Annual Meeting Reports

Taxonomy

The session began with a quick overview by Hlava of taxonomies and their place within the controlled vocabulary complexity continuum of list (no control), authority file (people, places, and things, listing the preferred form with other options provided as synonyms), taxonomy (list in hierarchical form), thesaurus (adding related terms while keeping synonyms and hierarchy) and ontology (adding directionality to the relationships) and the characteristics of each. She explored what can be done with a taxonomy implementation besides enhancing search, such as the recommendation of additional articles on the same topical cluster, linked data enrichment of content, finding peer reviewers based on their semantic profile, taxonomy terms applied to the person based on the indexing of their publications, and image indexing. Finally, she gave some examples of how to integrate a taxonomy into the production workflow.

Bradford took up the conversation next by having the audience “Following Our Yellow Brick Road”. She described the first failed initiative to create a taxonomy (which lasted two years), and a subsequent hiatus while they worked on taxonomy use cases including editorial, business office, and reader/client usage. Next, they came up with a set of lessons learned, which included the following: 1) Support for the project cannot be focused on a short-term revenue opportunity. 2) The thesaurus must be considered an investment in the long-term value of your content. 3) Technology is only one piece of the project. Skilled taxonomists (consultants or staff) are essential. Strong IT support is needed as well. 4) Subject-matter experts must see the project as a priority and accept the skills brought to the project by the taxonomist and technology team. In 2013, they “awoke in the poppy field” and began the project anew. The American Association for the Advancement of Science (AAAS) development of a new manuscripttracking system and new journal launches highlighted the need to re-start taxonomy development in support of the peer-review process. AAAS contracted with Access Innovations in 2013/2014 to develop the taxonomy/thesaurus and rules, index content back to 1996, and review content moving forward to help AAAS maintain the thesaurus. Now the taxonomy is integrated into the submission and tracking systems. IT staff worked on integration of automatic indexing using Access Innovations tools. Strong internal project management has been established. AAAS is now able to look ahead to the next steps in integrating the taxonomy across the production and userfacing platforms and indexing all AAAS content. Bradford’s slides, which can be found on the CSE 2015 meeting website, include screenshots of the implementation.
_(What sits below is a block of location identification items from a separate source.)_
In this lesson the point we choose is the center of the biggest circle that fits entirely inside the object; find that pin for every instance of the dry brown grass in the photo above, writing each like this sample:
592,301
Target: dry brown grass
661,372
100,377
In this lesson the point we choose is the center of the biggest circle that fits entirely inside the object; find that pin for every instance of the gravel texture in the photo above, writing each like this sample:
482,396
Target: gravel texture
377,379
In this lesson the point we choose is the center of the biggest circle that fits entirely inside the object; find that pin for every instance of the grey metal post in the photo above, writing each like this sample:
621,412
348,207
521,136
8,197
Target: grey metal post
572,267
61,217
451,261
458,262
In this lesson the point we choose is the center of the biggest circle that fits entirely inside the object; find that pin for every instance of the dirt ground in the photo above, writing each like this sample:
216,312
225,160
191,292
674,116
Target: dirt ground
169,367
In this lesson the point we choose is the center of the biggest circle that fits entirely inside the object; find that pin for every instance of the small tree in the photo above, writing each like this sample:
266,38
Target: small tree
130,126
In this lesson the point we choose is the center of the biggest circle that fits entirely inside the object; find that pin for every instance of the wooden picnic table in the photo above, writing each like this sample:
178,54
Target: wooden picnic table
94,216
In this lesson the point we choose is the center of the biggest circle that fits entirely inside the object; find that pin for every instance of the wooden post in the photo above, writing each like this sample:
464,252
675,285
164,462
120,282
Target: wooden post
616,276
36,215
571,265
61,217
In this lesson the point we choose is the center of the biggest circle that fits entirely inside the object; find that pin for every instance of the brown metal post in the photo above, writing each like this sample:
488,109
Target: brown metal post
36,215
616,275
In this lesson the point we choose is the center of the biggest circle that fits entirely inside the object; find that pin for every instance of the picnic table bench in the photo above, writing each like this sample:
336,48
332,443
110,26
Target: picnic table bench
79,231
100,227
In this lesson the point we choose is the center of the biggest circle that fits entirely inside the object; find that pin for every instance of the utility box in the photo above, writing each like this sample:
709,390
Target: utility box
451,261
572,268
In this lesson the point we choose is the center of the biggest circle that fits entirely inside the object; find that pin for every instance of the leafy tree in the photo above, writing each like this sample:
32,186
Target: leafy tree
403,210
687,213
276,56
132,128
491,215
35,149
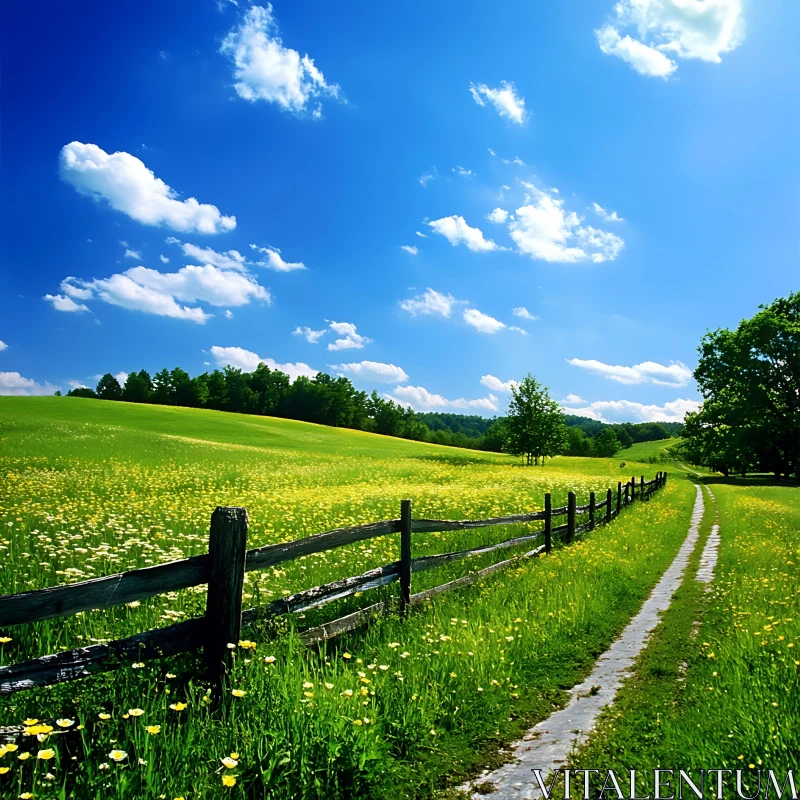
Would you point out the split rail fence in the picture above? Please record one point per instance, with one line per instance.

McNaughton gave the second case study in the session. She outlined the process of taxonomy creation starting in 2009 and the subsequent rule building for automatic indexing of the American Society of Civil Engineers (ASCE) content. There are 2,400 concepts in the ASCE thesaurus and 1,100 synonyms. The geographic thesaurus grew to 30,000 terms before being reduced to a more manageable size. They have 6,541 rules, 806 of which are complex in nature. The rules help further disambiguate the terms and allow automatic application of the conceptual terms to text during the production flow. Having the thesaurus and rule base in place, ASCE turned its attention to implementation, starting with indexing of author profiles in ColWiz. This application applies taxonomy terms to describe an author’s or editor’s area of expertise in a reliable, consistent method. They also needed to decide what content to index; no to front matter and editorials and yes to articles and book chapters. The second project is to index the locations of all civil engineering disasters in the ASCE library and the Civil Engineering Database. The next implementations will be search, article recommendations, topic pages, and visualization using the taxonomy.